Köln | In einer aktuellen Studie sind Wissenschaftler des Instituts für Soziologie und Sozialpsychologie an der Kölner Uni der Frage nachgegangen, wie sie zu Flüchtlingen stehen. Die Einstellungen sind differenzierter und positiver, als es die aktuelle Flüchtlingsdebatte erahnen lässt.

So zeigen die empirischen Untersuchungen von Prof. Dr. Jürgen Friedrichs und seinem Team (felix Leßke und Vera Schwarzenberg) weitgehend positive Meinungen zu Flüchtlingen. Das Forscherteam hatte rund 2.200 Anwohnerinnen und Anwohner in Hamburg (Harvestehude und Bergedorf), Köln (Ostheim und Rondorf) und Mülheim an der Ruhr (Mitte und Saarn) zu ihren Einstellungen gegenüber Flüchtlingen befragt. Die Probanden wohnten in Siedlungen, die sich jeweils in Quartieren mit einer Flüchtlingsunterkunft befanden. Die Befragten hatten also in ihrem Wohnumfeld durchaus Erfahrungen mit Flüchtlingen machen können.
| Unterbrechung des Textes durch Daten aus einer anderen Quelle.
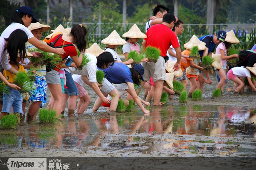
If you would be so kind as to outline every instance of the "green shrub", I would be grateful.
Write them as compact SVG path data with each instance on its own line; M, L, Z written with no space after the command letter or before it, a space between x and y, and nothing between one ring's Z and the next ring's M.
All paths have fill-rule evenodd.
M160 51L159 48L148 46L145 51L145 56L148 59L148 61L156 62L160 56Z
M101 85L102 84L103 81L103 79L105 76L105 74L104 72L101 70L97 70L96 71L96 79L97 79L97 82Z
M160 99L160 102L162 102L164 105L166 104L167 102L167 99L168 99L169 95L167 92L163 93L162 94L161 96L161 99Z
M6 129L15 129L20 122L18 120L19 113L10 113L4 116L1 119L1 128Z
M202 92L200 89L196 90L192 94L192 100L199 100L202 99Z
M217 88L212 92L213 97L220 97L221 96L221 91L219 88Z
M62 115L55 117L57 111L55 110L40 109L39 110L39 122L43 124L52 124L59 122L58 119Z
M180 95L185 88L184 85L177 81L174 81L172 82L172 84L173 85L173 91L176 94Z
M180 102L181 103L185 103L187 102L188 97L187 96L186 91L183 91L180 96Z

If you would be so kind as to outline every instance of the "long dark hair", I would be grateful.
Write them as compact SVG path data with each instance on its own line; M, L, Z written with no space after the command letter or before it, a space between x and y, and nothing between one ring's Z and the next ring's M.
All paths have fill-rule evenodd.
M17 10L19 11L19 9L17 9ZM15 11L12 13L12 16L11 16L11 22L17 23L24 25L24 23L21 18L26 15L29 15L29 17L32 17L32 15L27 14L19 14L19 12L18 13L17 11Z
M73 36L74 43L76 44L77 48L81 52L85 52L86 50L87 42L85 36L87 34L87 30L81 24L75 26L71 29L70 35Z
M140 81L139 78L140 73L133 68L130 68L130 71L131 71L131 77L132 77L132 81L134 82L134 83L137 85L140 85Z
M112 66L114 64L115 61L112 54L109 52L105 51L99 54L97 57L97 67L99 68L104 68L104 66L108 66L108 65L111 62L109 65Z
M8 41L7 51L10 60L16 65L18 64L16 60L18 55L23 59L26 56L26 42L28 41L28 36L24 31L17 29L10 34L8 38L5 39Z

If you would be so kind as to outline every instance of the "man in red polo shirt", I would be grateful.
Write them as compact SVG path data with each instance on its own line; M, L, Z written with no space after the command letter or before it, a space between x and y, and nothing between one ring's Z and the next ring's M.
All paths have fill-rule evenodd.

Die Befragung verlief in zwei aufeinanderfolgenden Untersuchungen- Die erste wurde in Form mündlicher Interviews vom Frühjahr 2016 bis Winter 2017 durchgeführt. Die zweite Welle erfolgte ein Jahr nach der ersten Befragung schriftlich im Frühjahr 2018. Es zeigt sich, dass die Einstellungen auch im zeitlichen Verlauf sehr positiv sind. So empfinden 47,3 Prozent der Befragten Mitgefühl für Flüchtlinge in Deutschland und 26,5 Prozent sehen Flüchtlinge positiv. Nur 5,1 Prozent gaben an, dass sie Flüchtlingen negativ gegenüberstünden. Immerhin zehn Prozent der Befragten finden jedoch, dass zu viele Flüchtlinge aufgenommen wurden und weitere 12,1 Prozent fordern eine Zuzugskontrolle.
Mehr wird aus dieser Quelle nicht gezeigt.